One example comes from the Governors Climate and Task Force, a coalition of 26 states and provinces from Brazil, Indonesia, Mexico, Nigeria, Peru, Spain, and the US to advance jurisdictional programmes and link REDD+ activities with emerging GHG compliance regimes and other pay-for-performance opportunities.
California, as one of the participating jurisdictions, offers an outstanding example of linking national forestry offsets – including IFM and avoided deforestation – to its mandatory emissions trading scheme. As a leading member, the Golden State envisaged to expand this connection to foreign lands with the Brazilian State of Acre and Mexico's Chiapas.
Although not currently effective, the effort could form a basis to be replicated in other schemes.
Brazil, for instance, could run one of these schemes. An initiative to link Brazilian forestry offsets to an emerging national GHG compliance regime was proposed by IPAM and Biofilica under Global Canopy Programme's Interim Forest Finance programme. The proposal builds on the fact that the 2008 Brazilian National Policy on Climate Change sets a Brazilian Emissions Reduction Market as a tool to tackle emissions, and that Brazil holds a large amount of unfinanced REDD+ emission reductions. Mirroring other cap-and-trade systems, covered entities would be able to partly meet the cap by financing reductions in the Brazilian Amazon.
One important step towards the establishment of such a market is a voluntary pilot programme comprising more than 20 corporations, organised by the Brazilian leading school of management's centre for sustainability studies, GVCES, and The Rio de Janeiro Green Exchange (BVRio). It will sow the seed of a future ETS in the country.
From a company's perspective, there is growing effort from the voluntary market, the New York Declaration on Forests and the Consumers Goods Forum. Voluntary REDD+ purchases from companies acting mostly for corporate social responsibility turned over $94 million in 2013, according to Ecosystem Marketplace's State of Voluntary Carbon Markets report, in a year of tough competition to low priced CERs.
In parallel, Kellogg's, Asia Pulp and Paper, McDonald's, Marks & Spencer, Barclays, Nestle and Cargill are joining other companies to back the NY Declaration, a UN call for action aiming at a high-level goal to end deforestation by 2030. If met, it is estimated it would be equivalent to taking all of the world's cars off the road.
The Tropical Forest Alliance, a subgroup of the Consumer Goods Forum, is another forum through which companies are engaging.

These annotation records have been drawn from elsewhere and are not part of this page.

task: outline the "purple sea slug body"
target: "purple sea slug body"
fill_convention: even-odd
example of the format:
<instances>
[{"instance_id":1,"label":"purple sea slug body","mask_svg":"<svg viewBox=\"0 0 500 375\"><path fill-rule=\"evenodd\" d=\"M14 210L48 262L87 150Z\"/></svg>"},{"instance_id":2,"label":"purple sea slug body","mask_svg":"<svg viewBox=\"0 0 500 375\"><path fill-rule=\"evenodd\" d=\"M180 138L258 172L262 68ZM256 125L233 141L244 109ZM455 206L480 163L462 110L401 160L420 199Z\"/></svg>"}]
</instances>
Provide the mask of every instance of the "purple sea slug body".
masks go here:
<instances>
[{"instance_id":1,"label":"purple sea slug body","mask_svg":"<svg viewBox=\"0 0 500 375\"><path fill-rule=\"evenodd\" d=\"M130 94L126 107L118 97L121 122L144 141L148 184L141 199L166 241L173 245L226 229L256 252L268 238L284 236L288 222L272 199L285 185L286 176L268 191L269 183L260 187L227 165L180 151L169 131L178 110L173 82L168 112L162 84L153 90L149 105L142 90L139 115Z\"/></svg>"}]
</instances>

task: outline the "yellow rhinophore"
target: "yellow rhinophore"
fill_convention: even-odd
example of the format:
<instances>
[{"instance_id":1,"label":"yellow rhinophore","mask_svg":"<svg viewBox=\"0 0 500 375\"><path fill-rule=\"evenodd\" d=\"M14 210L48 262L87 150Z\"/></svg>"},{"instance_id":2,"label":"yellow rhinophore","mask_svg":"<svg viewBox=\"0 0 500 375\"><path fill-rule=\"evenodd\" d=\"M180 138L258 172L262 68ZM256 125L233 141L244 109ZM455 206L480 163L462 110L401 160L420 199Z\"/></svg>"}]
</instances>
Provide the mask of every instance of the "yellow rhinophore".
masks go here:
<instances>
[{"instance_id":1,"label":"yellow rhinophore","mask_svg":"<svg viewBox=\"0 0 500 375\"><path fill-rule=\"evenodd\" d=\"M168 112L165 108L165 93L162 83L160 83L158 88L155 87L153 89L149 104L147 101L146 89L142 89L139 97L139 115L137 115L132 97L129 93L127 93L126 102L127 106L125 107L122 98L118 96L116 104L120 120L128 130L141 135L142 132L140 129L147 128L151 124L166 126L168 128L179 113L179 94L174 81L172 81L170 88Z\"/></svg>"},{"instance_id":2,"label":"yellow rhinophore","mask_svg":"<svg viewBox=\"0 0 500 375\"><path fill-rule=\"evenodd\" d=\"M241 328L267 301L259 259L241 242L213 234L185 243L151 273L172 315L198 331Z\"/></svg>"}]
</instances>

Heavyweights such as Procter & Gamble and Unilever are working to reduce deforestation related to key agriculture commodities by 2020.
In summary, there is an immense effort coming from diverse sources that could be strengthened by improving coordination, sharing learnings and building scale.
The multilateral arena is poised to deliver nationwide commitments, setting the direction in which the ship should sail. The forestry sector will benefit from a Paris Agreement because the Warsaw REDD+ Framework will then become functional as means to meet overall reductions.
With decisions taken only via consensus, the UN climate talks' outcomes are powerful but shallow. An important next step is to set complimentary bilateral arrangements and subnational policies to ensure that correct incentives reach the forest ground. The private sector must be considered as investors and businesses, rather than as donors, building on existing corporate initiatives and market schemes.
Finance will then flow, turning conservation engines on, promoting the strongest results.